Ces voyages permettaient également de renforcer ses convictions religieuses. On misait beaucoup sur le fait de voir d’autres superstitions à l’œuvre ailleurs pour renforcer son propre sentiment d’attachement au dogme. Sur le plan culturel également, il s’agissait de pratiquer une autre langue vivante ! C’est un fait qui peut être attesté aujourd’hui : pratiquer une langue dans un pays où elle est couramment parlée fait progresser plus vite. Ainsi, des jeunes hommes promis à un destin international (commerce, militaire, etc.) pouvaient se faire la main avec les langues.

Dans un autre registre, ces voyages permettaient un développement de l’éducation sexuelle. En effet, loin de la famille et des obligations maritales, les jeunes hommes pouvaient expérimenter plus « librement ». À noter que la ville de Venise semblait être la destination idéale pour ça… Certains y soignaient un chagrin d’amour, tandis que d’autres testaient des choses « peu banales ».

Détail du tableau "Le Voyageur contemplant une mer de nuages" - Cultea

Des destinations classiques et « exotiques »

Le Grand Tour s’exerçait généralement dans les pays d’Europe de l’Ouest. Le voyageur réalisait un parcours qui passait toujours par l’Italie et qui pouvait ensuite traverser la France, l’Allemagne, la Grèce ou les Pays-Bas. À noter que certains poussaient plus loin en allant jusqu’au Proche-Orient ou en Perse. Ainsi, le voyage était majoritairement terrestre.

Au retour, le voyage avait une fonction sociale. En effet, il affirmait la fortune et la culture du voyageur avant son départ et à son retour. Comme le souligne le magazine ProAntic :

« Le but du voyage n’était pas d’aller voir autre chose, d’aller se forger une culture propre, mais d’aller voir ce qui devait être vu, de se forger une culture commune. L’important était de pouvoir au retour partager des anecdotes et des souvenirs. C’était pour cette raison que l’on visitait toujours les mêmes hauts lieux culturels. Le récit de voyage avait alors une fonction importante, celle de faire reconnaître cette expérience acquise et cette culture commune qui renforceraient les liens sociaux. »

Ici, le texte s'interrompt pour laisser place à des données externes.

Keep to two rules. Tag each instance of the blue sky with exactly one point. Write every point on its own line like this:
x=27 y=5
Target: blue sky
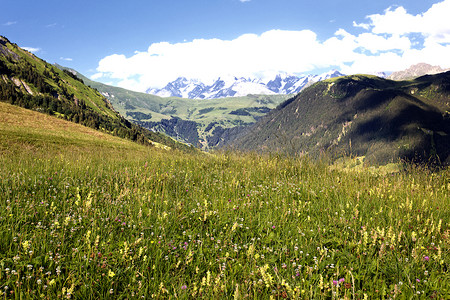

Cette pratique a d’ailleurs beaucoup profité au monde de l’art en Occident. Les jeunes hommes affectionnaient particulièrement le fait de rapporter des œuvres des pays visités. On retrouve ainsi de nombreux amateurs d’art dans les voyageurs. Certains ont produit eux-mêmes une littérature de voyage ou des peintures. C’est le cas, entre autres, de Montesquieu, de Condorcet, de Goethe, du marquis de Sade, de Stendhal ou encore de Madame de Staël.

Frederic Edwin Church, Parthenon - Cultea

Quid de l’automobile ?

Certains l’auront peut-être remarqué, on retrouve la notion de Grand Tour dans l’automobile. Remplacé par le terme Grand Tourisme (de l’italien Gran Turismo), le terme est aujourd’hui principalement marketing. Le sigle GT signifiant bien souvent que vous avez beaucoup de chevaux sous le capot. En revanche, lorsque le terme fut repris au XXe siècle, il portait toujours en lui cette consonance noble. Il s’agissait alors pour les fabricants d’affirmer que leur véhicule permettait à son acquéreur de réaliser un Grand Tour. Ce dernier investissait dans un outil fiable, puissant, confortable et distingué !

Il y a évidemment de surcroit tout un contexte culturel du développement du tourisme au XXe siècle. Dès les débuts industriels de l’automobile, les constructeurs se sont posés la question de savoir s’il fallait rester « pratique » ou si l’on pouvait développer des véhicules de « loisir ». Ainsi, pour répondre à la question, ils se sont fait la réflexion suivante : il y a probablement un public de bourgeois prêt à dépenser plus d’argent dans une automobile si celle-ci offre le confort, la puissance et la fiabilité nécessaire pour entreprendre de grands voyages. C’est ainsi qu’est né le Gran Turismo. Il s’agissait de répondre à un besoin de distinction et de confort d’un public aisé.

Aujourd’hui, l’émission automobile éponyme produite par Amazon Prime Video en reprend quelque peu les codes et l’esprit. De plus, animé par les anciens de Top Gear UK, le programme est à mourir de rire !

Bien que la pratique du voyage et du tourisme se soit grandement démocratisée, le voyage reste une richesse. Si le Grand Tour n’avait originellement pas pour but de s’ouvrir à d’autres cultures et voir de nouvelles choses, il a permis à de nombreux artistes de s’épanouir pleinement.